Chapter 2: Search Engine Architecture
March 2, 2026 · View on GitHub
Welcome to Chapter 2: Search Engine Architecture. In this part of Perplexica Tutorial: AI-Powered Search Engine, you will build an intuitive mental model first, then move into concrete implementation details and practical production tradeoffs.
Understanding Perplexica's architecture is key to customizing and extending the search engine. This chapter explores every layer of the system -- from the moment a user types a query to the final synthesized answer with citations.
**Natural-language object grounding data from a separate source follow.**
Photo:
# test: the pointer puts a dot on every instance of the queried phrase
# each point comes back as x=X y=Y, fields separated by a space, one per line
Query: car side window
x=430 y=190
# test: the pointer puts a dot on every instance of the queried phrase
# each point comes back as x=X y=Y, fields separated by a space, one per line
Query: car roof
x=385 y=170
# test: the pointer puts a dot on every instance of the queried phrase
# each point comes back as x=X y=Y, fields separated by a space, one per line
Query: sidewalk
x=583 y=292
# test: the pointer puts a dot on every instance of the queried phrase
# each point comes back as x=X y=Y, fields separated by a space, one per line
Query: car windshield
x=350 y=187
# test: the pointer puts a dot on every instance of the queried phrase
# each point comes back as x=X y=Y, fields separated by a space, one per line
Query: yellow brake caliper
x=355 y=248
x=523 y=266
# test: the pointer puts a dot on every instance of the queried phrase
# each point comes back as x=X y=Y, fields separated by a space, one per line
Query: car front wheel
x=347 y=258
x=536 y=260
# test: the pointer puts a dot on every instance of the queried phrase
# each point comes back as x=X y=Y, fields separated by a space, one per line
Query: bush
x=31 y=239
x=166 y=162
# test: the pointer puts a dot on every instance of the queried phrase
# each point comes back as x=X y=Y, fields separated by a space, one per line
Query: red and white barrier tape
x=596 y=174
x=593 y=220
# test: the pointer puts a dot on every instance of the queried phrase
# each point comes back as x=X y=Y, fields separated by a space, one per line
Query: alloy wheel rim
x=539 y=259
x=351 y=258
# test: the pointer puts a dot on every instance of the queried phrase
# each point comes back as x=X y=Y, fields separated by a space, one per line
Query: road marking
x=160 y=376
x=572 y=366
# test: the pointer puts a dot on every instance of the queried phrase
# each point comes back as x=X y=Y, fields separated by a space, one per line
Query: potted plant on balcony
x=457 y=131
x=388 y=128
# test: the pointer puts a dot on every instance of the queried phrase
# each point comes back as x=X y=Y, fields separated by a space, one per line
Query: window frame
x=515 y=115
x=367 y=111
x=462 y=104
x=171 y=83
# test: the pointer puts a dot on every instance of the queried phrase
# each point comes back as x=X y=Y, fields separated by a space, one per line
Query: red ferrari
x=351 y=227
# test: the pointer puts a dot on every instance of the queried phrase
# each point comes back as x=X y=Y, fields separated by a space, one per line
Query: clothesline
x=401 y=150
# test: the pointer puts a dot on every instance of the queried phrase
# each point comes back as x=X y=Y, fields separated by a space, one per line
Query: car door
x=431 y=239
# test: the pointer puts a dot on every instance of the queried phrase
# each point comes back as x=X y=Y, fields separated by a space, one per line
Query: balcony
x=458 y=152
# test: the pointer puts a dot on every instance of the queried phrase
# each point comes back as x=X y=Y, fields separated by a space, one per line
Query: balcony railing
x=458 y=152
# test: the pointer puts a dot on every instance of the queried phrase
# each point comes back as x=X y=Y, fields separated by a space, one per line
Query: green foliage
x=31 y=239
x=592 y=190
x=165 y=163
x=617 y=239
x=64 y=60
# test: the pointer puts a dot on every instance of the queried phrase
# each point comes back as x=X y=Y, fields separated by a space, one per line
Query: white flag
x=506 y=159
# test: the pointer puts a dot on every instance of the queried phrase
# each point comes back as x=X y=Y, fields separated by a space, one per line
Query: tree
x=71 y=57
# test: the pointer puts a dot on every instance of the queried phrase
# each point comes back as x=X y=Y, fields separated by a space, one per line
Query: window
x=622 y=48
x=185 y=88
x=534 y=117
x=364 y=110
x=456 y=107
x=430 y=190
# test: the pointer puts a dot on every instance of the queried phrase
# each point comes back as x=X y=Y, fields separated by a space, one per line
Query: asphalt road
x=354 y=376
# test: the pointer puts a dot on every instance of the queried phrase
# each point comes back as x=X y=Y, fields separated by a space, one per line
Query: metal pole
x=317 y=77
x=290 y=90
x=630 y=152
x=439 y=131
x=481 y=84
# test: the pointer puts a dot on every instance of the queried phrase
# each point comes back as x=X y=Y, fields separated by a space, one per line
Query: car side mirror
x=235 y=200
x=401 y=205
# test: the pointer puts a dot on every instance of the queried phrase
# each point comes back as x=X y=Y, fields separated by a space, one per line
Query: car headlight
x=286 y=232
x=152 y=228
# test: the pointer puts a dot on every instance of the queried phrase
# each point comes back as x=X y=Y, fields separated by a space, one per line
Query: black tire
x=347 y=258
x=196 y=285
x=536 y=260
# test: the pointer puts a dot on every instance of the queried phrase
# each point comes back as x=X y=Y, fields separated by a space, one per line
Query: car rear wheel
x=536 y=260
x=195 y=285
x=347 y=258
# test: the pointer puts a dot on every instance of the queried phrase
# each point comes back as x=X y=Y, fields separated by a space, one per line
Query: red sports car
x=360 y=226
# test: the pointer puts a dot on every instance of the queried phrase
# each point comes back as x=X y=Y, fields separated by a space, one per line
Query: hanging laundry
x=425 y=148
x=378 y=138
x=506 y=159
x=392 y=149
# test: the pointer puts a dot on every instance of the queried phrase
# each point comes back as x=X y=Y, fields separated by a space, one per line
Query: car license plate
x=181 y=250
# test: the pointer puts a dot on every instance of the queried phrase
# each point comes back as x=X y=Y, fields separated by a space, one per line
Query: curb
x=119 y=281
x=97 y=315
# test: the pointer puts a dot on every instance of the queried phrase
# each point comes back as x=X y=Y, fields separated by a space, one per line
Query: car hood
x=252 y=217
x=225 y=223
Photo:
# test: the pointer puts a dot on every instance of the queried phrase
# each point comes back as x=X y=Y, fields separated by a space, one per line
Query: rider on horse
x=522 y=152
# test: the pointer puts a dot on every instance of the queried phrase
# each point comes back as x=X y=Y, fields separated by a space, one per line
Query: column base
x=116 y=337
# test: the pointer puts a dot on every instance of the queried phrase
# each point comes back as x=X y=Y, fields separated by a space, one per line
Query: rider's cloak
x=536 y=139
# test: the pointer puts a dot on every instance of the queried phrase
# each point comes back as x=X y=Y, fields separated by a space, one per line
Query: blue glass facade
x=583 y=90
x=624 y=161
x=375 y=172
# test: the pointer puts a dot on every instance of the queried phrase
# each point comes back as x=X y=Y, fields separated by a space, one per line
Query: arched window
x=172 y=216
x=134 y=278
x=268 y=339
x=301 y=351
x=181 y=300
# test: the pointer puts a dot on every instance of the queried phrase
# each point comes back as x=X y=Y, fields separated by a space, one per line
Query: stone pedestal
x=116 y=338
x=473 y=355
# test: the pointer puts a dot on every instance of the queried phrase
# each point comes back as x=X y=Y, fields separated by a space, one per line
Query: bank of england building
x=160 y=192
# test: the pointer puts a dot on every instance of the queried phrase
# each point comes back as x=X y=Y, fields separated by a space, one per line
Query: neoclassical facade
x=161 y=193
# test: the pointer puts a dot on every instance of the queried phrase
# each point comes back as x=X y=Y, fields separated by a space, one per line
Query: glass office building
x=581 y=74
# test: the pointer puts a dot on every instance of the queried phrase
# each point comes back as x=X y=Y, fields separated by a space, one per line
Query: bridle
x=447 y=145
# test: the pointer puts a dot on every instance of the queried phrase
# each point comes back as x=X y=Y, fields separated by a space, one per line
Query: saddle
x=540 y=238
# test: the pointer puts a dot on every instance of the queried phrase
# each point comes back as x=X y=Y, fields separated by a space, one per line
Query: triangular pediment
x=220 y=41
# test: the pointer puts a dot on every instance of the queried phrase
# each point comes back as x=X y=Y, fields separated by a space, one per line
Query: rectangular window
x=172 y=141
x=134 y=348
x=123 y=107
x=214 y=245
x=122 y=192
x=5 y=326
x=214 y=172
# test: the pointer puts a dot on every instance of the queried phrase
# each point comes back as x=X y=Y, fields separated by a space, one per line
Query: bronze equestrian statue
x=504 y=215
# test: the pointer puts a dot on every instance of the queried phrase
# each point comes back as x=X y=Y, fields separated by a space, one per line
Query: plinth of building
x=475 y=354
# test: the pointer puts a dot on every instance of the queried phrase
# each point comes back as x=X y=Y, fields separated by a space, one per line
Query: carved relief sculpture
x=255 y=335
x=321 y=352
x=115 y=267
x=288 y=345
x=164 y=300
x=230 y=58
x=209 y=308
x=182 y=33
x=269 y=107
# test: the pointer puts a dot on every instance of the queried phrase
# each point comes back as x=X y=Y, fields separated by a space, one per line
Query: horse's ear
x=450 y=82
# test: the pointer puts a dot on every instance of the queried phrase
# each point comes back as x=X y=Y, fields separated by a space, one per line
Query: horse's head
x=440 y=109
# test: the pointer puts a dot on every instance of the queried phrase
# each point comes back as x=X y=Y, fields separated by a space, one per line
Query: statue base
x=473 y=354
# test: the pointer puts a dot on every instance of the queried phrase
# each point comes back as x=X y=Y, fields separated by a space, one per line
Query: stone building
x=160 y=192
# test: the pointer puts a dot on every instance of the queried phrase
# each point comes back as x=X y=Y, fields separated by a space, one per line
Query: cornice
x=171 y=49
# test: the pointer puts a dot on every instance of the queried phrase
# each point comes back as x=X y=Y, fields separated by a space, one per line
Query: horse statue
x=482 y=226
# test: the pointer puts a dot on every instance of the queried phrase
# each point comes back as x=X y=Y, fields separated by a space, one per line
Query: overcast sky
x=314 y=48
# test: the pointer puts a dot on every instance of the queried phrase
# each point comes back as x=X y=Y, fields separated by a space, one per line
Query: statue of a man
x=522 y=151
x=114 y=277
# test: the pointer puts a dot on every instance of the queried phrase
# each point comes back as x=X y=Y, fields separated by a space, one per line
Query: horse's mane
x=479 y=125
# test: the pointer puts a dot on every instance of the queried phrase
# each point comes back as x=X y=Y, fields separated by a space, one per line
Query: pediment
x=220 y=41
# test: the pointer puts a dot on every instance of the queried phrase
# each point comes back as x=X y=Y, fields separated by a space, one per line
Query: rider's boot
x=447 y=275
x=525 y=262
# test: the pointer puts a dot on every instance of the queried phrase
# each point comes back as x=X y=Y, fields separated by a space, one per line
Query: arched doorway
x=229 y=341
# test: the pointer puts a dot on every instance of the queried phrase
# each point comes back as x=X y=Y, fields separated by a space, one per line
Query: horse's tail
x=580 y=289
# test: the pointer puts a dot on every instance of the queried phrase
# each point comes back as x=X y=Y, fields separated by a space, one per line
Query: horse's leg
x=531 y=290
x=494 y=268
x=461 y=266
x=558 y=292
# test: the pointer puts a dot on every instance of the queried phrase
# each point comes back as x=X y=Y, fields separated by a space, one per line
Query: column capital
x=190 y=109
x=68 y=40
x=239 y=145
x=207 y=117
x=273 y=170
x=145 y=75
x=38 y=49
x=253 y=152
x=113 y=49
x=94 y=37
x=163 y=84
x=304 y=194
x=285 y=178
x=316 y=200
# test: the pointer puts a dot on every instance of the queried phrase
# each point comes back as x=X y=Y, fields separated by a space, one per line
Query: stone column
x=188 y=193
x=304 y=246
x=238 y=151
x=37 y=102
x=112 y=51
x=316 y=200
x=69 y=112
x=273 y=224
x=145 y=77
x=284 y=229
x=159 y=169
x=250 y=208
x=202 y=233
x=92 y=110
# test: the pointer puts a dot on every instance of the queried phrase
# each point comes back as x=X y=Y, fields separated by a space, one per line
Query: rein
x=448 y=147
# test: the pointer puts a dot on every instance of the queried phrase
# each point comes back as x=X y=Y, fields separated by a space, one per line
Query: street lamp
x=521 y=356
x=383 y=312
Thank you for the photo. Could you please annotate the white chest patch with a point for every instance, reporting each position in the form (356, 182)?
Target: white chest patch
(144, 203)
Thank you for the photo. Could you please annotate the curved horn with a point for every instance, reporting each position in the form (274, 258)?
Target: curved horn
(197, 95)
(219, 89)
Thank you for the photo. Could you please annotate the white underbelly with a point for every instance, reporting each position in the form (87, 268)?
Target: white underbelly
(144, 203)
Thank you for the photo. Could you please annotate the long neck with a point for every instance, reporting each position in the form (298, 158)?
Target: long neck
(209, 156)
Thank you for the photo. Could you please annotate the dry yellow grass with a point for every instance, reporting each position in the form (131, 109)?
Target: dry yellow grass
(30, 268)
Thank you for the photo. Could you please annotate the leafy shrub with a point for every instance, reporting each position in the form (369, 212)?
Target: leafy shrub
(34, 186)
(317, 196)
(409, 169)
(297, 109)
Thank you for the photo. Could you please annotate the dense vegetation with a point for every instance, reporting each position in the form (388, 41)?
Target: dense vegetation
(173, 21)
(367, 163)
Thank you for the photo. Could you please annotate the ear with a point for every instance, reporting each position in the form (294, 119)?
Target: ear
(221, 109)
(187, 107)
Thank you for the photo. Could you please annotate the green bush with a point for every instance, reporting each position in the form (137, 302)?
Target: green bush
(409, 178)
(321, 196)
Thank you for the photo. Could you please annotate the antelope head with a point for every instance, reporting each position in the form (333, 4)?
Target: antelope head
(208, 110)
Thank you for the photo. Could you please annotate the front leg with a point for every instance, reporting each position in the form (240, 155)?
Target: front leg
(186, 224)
By the end, you will know how each component communicates, where data is stored, and how to extend the architecture for your own use cases.
High-Level System Overview
Perplexica follows a layered architecture that cleanly separates concerns across the frontend, backend, search infrastructure, and AI layer. The diagram below shows the full request lifecycle.
flowchart TD
subgraph Client["Client Layer"]
A[Next.js Frontend]
B[WebSocket Connection]
end
subgraph Backend["Backend Layer"]
C[Express / API Server]
D[Route Handlers]
E[WebSocket Server]
end
subgraph Search["Search Infrastructure"]
F[SearXNG Meta-Search]
G[Tavily API]
H[Custom Search Providers]
end
subgraph AI["AI Layer"]
I[LangChain Orchestration]
J[Chat Model Providers]
K[Embedding Models]
end
subgraph Storage["Data Layer"]
L[(SQLite Database)]
M[Chat History Store]
N[Config Store]
end
A --> B
B --> E
A --> D
D --> C
C --> I
I --> F
I --> G
I --> H
I --> J
I --> K
C --> L
L --> M
L --> N
classDef client fill:#e1f5fe,stroke:#01579b
classDef backend fill:#f3e5f5,stroke:#4a148c
classDef search fill:#fff3e0,stroke:#ef6c00
classDef ai fill:#e8f5e8,stroke:#1b5e20
classDef storage fill:#fce4ec,stroke:#b71c1c
class A,B client
class C,D,E backend
class F,G,H search
class I,J,K ai
class L,M,N storage
Core Architecture Components
1. Query Processing Engine
The query processing engine is the entry point for every search. It receives the user's raw input and transforms it into a structured representation that downstream components can work with.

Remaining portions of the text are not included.